Many years ago, I lived in a small town in central Java called Surakarta. During my year in Indonesia, some of my favourite pastimes included visiting the sights for which Java is famous, such as Borobudur and Prambanan, sampling the local fare, and attending wayang performances.
The wayang was a truly transcendent experience. If I couldn’t attend a performance, I loved sitting by my bedroom window, listening to it from afar. As the dalang (puppeteer) worked his shadowy magic, the audience would be transported to an enchanted world inhabited by mythical kings, bloodthirsty monsters, scheming courtiers, and vengeful gods. The visual spectacle was accompanied by an auditory feast that included the percussive sounds of a gamelan orchestra, the soothing cadences of suling (flutes), the shrill voices of the sindhen (female singers) and, most importantly, the deep, lulling narration of the dalang.
While its origins are obscure, the wayang is a thoroughly Javanese art form, and the fact that many of the plays in the dramatic repertory are based upon two Indian epics—the Mahabharata and the Ramayana—does not in any way diminish the essential Javanese-ness of the wayang. The influence of the Hindu epics can be seen clearly in centuries-old Javanese court poetry, including the Kakawin Ramayana, written in approximately 870 CE, and the Kakawin Bhāratayuddha, a poetical rendering of the Mahabharata composed in 1057 CE.
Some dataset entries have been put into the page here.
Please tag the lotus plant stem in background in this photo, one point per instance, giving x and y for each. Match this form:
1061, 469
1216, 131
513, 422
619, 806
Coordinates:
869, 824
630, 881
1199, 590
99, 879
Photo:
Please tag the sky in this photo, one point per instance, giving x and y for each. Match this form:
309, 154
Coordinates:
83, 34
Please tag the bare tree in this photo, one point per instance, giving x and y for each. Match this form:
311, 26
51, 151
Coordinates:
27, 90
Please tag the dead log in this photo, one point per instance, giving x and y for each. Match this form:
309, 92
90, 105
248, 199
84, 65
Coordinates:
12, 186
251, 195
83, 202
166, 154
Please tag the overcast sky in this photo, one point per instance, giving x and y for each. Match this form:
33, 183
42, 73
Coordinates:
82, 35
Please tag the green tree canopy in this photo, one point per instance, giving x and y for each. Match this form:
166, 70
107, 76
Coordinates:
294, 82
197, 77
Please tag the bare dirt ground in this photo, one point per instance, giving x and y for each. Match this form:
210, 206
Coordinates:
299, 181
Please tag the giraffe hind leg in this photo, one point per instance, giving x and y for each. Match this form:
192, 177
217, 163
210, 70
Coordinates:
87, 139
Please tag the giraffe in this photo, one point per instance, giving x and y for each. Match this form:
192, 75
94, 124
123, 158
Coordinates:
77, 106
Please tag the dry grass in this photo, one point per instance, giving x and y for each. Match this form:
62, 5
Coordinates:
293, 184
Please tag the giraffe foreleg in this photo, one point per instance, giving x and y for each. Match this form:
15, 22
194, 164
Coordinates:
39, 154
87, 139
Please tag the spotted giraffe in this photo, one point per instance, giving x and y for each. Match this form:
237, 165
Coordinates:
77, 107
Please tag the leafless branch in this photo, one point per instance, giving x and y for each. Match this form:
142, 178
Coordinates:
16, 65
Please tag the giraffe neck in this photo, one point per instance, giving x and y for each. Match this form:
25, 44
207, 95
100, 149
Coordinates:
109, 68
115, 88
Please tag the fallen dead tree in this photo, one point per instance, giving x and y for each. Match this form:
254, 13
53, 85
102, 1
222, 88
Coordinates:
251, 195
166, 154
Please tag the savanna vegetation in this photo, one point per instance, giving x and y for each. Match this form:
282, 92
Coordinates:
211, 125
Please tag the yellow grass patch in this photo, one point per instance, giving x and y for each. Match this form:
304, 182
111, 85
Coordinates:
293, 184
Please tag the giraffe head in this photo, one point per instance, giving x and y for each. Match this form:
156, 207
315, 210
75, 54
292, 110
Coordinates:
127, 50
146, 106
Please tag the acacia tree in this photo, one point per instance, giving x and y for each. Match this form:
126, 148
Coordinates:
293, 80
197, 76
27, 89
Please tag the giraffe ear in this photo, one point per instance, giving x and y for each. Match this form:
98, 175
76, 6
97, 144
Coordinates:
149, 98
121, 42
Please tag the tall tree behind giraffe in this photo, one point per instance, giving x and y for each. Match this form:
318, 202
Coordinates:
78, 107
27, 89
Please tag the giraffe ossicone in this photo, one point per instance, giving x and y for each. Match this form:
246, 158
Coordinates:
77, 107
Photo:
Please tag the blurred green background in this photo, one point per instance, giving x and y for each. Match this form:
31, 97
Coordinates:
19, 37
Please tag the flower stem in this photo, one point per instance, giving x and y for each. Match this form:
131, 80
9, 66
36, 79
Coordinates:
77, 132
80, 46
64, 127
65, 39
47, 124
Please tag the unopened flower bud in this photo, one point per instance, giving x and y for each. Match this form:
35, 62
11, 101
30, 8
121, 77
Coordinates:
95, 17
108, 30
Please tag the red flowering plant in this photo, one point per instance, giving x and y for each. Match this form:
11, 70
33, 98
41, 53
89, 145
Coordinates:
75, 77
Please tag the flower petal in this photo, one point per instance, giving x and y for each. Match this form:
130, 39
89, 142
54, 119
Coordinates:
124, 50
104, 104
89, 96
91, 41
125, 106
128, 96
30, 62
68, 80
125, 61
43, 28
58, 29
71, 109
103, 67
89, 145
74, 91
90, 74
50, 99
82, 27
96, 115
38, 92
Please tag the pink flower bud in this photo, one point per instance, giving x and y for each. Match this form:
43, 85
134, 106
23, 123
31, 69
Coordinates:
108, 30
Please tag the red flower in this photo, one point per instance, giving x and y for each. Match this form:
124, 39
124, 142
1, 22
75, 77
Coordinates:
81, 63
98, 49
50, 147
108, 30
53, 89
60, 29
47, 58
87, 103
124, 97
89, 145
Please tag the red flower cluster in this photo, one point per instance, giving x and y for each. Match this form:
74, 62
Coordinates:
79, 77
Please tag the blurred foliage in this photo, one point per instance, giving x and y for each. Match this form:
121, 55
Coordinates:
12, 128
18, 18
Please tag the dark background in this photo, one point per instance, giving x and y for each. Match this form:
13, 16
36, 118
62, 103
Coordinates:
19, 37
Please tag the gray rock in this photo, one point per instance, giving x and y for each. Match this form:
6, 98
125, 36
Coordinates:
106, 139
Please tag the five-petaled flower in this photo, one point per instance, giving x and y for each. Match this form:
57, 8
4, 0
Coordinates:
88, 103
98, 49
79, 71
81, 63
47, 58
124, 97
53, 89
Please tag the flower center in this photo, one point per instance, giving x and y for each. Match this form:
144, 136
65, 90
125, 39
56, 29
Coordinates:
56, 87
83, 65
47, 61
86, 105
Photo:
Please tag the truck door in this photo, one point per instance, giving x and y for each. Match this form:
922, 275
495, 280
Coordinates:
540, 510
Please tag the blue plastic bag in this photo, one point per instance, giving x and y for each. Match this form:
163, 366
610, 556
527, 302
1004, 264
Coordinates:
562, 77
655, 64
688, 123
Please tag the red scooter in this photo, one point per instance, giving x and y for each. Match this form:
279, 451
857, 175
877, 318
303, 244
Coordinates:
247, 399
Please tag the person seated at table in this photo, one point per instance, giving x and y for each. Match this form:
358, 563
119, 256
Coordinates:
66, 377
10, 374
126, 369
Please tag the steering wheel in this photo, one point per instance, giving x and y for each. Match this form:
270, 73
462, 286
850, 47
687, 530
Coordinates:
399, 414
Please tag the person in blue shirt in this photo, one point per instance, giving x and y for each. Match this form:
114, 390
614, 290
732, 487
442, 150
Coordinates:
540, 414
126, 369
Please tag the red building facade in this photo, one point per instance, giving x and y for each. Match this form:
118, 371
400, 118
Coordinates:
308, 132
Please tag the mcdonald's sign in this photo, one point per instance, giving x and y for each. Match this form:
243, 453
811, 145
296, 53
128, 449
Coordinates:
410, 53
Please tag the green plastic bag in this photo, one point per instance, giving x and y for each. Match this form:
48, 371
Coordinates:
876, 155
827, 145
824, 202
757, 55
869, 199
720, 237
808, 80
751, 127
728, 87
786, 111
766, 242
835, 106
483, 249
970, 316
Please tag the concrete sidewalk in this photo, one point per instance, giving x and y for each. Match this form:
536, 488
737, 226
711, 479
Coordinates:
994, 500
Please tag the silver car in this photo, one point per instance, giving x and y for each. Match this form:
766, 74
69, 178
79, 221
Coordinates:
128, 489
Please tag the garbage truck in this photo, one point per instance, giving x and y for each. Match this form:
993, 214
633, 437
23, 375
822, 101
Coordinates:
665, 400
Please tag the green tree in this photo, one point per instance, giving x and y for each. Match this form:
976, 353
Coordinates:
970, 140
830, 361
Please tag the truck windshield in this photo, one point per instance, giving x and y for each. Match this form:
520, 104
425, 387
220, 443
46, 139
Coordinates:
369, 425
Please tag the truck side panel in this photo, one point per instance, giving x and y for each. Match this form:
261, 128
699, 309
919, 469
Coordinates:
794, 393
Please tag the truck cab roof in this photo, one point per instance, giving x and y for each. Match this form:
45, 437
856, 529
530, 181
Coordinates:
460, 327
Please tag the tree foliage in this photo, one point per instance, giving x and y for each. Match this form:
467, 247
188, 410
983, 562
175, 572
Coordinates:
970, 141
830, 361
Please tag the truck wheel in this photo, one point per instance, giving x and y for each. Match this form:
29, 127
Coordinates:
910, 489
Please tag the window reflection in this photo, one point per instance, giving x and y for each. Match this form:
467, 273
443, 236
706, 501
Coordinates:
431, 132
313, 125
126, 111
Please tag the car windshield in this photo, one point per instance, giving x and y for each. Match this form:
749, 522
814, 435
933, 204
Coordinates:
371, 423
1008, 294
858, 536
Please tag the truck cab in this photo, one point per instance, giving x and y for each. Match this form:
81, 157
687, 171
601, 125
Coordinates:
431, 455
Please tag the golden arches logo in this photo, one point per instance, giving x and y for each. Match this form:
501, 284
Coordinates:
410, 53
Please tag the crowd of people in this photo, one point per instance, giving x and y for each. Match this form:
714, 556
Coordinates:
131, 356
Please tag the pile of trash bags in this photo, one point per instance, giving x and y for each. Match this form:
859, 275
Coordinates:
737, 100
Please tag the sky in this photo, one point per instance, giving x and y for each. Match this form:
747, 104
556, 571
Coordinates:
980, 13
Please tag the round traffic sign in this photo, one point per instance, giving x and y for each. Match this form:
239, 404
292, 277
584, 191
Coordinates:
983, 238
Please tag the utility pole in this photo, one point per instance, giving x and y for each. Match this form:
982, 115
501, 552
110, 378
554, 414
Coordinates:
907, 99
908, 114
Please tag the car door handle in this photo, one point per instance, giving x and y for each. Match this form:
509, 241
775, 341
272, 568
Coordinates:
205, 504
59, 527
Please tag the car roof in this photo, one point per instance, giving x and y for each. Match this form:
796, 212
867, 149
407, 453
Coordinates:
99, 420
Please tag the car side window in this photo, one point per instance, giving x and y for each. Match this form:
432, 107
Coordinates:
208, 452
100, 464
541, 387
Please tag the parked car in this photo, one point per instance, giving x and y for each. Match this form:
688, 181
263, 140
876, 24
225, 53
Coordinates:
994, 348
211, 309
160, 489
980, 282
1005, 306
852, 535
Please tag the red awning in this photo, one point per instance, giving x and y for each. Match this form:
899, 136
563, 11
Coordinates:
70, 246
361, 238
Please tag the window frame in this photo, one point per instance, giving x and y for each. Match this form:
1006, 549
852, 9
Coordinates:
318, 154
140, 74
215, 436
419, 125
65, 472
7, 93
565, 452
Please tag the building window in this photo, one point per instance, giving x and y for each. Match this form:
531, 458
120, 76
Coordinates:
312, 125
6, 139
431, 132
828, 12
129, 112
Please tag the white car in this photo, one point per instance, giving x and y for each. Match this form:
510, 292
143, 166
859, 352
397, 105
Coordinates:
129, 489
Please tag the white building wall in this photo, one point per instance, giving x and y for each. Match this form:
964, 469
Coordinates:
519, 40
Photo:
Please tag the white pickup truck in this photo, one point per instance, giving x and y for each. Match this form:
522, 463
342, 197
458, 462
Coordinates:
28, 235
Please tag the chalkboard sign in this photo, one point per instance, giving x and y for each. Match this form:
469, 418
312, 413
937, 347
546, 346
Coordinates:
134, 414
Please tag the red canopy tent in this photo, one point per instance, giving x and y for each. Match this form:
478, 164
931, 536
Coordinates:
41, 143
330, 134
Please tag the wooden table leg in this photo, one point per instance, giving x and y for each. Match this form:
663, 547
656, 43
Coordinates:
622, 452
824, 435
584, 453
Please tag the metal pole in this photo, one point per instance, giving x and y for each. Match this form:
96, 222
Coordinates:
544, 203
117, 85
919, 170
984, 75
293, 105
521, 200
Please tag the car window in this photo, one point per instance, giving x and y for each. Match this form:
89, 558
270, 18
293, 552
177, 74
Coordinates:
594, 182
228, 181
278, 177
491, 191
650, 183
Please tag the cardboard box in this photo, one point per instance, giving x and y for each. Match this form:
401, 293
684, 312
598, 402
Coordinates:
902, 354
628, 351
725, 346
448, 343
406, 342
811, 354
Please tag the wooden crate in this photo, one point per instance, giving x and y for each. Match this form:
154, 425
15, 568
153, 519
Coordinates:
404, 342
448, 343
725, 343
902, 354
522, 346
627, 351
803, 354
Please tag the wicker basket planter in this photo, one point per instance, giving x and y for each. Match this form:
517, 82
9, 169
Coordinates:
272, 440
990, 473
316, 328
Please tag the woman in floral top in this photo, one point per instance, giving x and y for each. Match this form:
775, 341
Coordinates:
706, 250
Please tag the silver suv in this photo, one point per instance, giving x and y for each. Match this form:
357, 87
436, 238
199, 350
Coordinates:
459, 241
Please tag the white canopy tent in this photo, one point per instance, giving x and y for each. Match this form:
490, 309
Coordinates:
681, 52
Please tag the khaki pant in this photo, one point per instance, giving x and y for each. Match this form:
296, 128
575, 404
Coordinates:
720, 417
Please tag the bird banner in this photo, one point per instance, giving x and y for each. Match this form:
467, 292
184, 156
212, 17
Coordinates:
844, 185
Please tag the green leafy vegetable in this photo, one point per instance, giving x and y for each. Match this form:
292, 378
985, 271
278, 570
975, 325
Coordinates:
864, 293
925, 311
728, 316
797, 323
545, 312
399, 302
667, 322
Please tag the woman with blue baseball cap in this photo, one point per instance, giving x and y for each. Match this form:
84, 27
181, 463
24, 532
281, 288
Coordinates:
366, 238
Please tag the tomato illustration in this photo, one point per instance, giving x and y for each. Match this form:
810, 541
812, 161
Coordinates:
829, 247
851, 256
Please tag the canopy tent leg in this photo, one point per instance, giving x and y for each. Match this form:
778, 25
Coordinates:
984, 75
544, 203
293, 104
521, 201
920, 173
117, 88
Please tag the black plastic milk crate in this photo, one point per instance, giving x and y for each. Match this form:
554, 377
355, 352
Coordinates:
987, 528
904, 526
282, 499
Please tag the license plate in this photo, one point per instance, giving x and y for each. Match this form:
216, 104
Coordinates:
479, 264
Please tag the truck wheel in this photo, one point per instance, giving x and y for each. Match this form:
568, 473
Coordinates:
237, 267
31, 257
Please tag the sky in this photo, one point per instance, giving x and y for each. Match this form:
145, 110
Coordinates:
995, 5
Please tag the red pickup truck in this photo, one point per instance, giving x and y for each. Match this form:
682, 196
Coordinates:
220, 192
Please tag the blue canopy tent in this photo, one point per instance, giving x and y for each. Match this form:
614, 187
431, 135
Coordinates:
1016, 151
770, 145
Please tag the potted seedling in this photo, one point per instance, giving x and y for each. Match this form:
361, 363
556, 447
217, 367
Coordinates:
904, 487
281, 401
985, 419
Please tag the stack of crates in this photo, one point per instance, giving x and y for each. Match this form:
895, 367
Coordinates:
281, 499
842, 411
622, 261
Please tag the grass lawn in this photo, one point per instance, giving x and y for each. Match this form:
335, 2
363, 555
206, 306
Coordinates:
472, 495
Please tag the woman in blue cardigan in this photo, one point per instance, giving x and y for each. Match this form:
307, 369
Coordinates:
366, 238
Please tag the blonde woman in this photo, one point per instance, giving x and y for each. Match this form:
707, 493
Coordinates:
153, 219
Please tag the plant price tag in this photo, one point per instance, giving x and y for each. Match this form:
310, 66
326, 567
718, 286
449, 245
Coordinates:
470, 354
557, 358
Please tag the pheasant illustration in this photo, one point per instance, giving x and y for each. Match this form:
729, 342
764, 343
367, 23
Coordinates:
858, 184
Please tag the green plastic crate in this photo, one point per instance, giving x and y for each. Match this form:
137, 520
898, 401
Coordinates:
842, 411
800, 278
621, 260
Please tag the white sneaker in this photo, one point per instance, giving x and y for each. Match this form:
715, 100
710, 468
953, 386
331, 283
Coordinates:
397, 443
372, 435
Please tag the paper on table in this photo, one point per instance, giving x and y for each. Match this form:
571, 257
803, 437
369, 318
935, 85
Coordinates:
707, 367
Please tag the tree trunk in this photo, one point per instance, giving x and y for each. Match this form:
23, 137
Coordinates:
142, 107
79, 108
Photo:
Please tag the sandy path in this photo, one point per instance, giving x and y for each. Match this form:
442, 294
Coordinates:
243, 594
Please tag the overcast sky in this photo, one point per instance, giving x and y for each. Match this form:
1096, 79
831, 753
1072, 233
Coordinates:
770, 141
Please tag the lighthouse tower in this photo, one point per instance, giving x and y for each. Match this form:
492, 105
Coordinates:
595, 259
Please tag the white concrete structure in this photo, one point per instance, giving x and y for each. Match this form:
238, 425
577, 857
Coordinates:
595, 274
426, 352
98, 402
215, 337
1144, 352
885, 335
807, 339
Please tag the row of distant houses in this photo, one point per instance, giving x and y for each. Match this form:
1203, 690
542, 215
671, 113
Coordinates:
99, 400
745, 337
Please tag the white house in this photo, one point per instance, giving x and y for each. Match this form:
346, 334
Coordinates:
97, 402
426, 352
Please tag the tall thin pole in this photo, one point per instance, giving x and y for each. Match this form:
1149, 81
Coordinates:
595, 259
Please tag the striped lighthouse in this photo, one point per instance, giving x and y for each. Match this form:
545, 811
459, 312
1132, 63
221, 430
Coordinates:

When seeking inspiration for stories about the five Pandawa brothers (the heroes of the Bhāratayuddha), contemporary dalang look to the Pustaka Raja Purwa. Written by the nineteenth century court poet Ronggawarsita, this chronicle of Javanese history contains a rather striking fusion of local and foreign narratives, claiming Javanese kings and princes descend directly from the heroes of the Indian epics! Ultimately, most wayang plays are inventions of the dalang that are inspired by, rather than drawn from, the Javanese variants of the epics. A distinction is made between the two, i.e.: plays drawn from the epics are called lakon pokok (trunk), whilst those created by the dalang are called lakon carangan (branch). Given that the invented plays are said to contain the true spirit of the wayang, I’ve been inspired by the example set by countless dalang to create my own “carangan” tale.
In Surakarta, the wayang was always performed in a local dialect of Javanese. Though I had a respectable grasp of Bahasa Indonesia, the official language of the country, I didn’t speak or understand any of the status-variant forms of Javanese, i.e.: ngoko, madya, krama, krama inggil (high Javanese), or basongan (a form of high Javanese used only in the kraton, or palace). Since I couldn’t understand what was being said during the plays, I typically invented my own stories—and therein lies the genesis of The Dead Wind. This modern adaptation of Javanese renderings of an ancient Indian epic is uniquely my own, a lakon carangan in every sense, as different from the Javanese renderings of the Indian Mahabharata as can be, yet inspired by the Javanese tales nonetheless.
The Dead Wind
THE DEAD WIND is a mythic fantasy that retells an ancient Javanese epic through the eyes of several women:
- a headstrong princess determined to save her sister;
- an exiled queen forced to find a new home for her family;
- a petulant goddess yearning for companionship in a hostile realm;
- a manipulative courtier scheming to put her eldest son upon the throne;
- a ravenous beast desperate to survive; and
- a poor peasant ordered to protect the children of a vindictive King.
Despite their differences, these women know the emptiness of loss and share a common goal: to protect their kin.